California Historical Landmark
- Designated: April 1, 1957
- Reference no.: 574

= California State Capitol (Vallejo, California) =

Historical place in Solano County, United States

Vallejo California State Capitol was founded on May 4, 1852, at a building in Vallejo, California in Solano County, California. The Vallejo California State Capitol site is a California Historical Landmark No. 574 listed on April 1, 1957.

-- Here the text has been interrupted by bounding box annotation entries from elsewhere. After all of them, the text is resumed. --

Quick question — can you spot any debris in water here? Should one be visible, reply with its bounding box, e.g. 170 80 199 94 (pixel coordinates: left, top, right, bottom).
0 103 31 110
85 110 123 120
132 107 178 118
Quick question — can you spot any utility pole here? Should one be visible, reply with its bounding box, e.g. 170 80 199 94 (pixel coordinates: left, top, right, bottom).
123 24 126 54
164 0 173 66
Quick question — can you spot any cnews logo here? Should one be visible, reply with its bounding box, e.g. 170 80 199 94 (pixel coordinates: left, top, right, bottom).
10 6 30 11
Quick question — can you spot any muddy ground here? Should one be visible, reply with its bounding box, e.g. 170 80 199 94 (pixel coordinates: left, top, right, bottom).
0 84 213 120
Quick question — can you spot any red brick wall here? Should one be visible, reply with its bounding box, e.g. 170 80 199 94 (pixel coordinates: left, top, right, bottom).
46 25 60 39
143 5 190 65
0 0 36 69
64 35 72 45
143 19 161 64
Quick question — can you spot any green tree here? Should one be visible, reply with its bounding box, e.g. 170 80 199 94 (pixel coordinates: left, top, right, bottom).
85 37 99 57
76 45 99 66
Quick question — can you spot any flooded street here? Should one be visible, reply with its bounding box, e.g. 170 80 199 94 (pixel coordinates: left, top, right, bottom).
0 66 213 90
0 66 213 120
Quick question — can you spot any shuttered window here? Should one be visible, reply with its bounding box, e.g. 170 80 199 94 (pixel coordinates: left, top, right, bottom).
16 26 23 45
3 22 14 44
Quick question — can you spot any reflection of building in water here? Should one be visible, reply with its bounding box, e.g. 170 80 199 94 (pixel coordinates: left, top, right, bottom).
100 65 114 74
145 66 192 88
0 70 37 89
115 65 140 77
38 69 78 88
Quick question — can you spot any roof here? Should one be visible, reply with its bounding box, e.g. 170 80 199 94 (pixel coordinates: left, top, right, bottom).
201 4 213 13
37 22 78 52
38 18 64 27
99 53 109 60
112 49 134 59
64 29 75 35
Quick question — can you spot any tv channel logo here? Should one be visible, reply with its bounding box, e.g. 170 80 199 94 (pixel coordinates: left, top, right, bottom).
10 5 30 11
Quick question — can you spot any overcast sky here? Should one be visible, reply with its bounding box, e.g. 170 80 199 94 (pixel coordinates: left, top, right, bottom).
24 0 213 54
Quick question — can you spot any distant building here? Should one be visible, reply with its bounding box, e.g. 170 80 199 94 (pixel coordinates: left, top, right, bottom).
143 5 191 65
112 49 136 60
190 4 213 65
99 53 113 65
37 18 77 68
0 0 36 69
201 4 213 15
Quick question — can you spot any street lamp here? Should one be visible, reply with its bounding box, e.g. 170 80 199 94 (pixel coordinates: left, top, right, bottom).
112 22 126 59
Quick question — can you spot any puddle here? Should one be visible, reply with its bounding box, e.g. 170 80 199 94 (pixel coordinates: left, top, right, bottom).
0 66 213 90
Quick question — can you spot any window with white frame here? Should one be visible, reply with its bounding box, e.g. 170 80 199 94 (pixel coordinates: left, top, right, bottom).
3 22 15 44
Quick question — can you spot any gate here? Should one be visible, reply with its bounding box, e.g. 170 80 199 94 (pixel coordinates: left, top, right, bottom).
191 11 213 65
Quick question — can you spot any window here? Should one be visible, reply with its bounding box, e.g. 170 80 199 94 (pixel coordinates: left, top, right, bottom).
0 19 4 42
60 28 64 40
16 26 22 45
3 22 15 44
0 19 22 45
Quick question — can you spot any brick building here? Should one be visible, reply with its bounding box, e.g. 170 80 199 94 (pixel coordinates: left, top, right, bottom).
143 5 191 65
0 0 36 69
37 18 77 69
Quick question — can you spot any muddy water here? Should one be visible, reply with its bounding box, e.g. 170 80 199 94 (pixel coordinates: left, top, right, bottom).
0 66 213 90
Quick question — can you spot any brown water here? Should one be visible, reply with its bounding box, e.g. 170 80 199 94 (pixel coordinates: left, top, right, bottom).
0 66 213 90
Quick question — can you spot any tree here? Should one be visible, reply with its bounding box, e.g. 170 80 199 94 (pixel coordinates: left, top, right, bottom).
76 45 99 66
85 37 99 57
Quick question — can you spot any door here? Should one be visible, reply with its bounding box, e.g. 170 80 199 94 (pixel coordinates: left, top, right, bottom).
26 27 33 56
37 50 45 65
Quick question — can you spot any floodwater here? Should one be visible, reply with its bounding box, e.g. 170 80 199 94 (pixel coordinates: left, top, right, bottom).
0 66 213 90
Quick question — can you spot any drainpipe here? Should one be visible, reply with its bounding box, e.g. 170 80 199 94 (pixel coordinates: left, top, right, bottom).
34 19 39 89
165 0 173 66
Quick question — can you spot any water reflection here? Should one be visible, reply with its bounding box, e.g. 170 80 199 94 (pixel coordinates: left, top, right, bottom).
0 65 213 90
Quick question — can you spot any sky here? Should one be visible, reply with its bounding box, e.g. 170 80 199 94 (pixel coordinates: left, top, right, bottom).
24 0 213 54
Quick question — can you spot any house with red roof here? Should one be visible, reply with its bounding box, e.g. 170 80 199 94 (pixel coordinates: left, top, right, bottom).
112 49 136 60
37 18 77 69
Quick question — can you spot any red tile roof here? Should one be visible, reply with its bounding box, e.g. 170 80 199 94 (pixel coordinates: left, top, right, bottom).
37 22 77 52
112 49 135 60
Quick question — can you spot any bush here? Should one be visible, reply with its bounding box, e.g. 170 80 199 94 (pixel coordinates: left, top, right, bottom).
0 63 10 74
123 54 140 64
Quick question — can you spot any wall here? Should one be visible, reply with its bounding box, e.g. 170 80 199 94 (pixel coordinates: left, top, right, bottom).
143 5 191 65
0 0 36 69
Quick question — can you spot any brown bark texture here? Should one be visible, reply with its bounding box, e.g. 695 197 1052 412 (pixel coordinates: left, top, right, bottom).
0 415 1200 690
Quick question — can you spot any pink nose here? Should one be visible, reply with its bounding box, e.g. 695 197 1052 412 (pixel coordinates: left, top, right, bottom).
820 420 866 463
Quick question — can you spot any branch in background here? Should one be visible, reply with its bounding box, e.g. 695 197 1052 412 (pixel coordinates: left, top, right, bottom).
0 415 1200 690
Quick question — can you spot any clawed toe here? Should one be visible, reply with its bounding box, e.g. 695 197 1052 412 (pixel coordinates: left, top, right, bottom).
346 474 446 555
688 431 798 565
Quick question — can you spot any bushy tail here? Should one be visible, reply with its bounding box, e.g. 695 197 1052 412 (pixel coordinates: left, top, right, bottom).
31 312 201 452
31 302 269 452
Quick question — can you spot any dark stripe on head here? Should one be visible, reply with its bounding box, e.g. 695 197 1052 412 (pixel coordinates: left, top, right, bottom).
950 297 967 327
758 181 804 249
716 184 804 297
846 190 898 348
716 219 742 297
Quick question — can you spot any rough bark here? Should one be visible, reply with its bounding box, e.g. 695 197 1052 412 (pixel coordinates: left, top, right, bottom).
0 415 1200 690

From May 4, 1852, to February 4, 1853, a Vallejo wooden two-story building served as the California State Capitol .
The building had a half set basement and was located at 300 York Street, Vallejo. General Mariano Guadalupe Vallejo (1807-1890) offered the site to the State after the wooden Sacramento California State Capitol building in the Sacramento First Courthouse burnt to the ground in large fire on July 13, 1854.

After the Vallejo California State Capitol, the State Capitol moved to the Fischer-Hanlon House, in Benicia, California, from February 3, 1853, to February 24, 1854. The Benicia site is California Historical Landmark #153. Then the California State Capitol moved back to Sacramento, California Historical Landmark #869.

The former Vallejo California State Capitol Building was lost on August 20, 1859, as hay stored in the basement caught fire. Site is now a parking lot. Site is California Historical Landmark #574.

A historical marker is at the site of the former Vallejo California State Capitol on the Northwest corner of a city parking lot at 200 block of York Street, next to the Vallejo Transit Center. The marker was placed there by Native Sons of the Golden West, Historic Landmark Committee in 1938. There is second smaller marker also.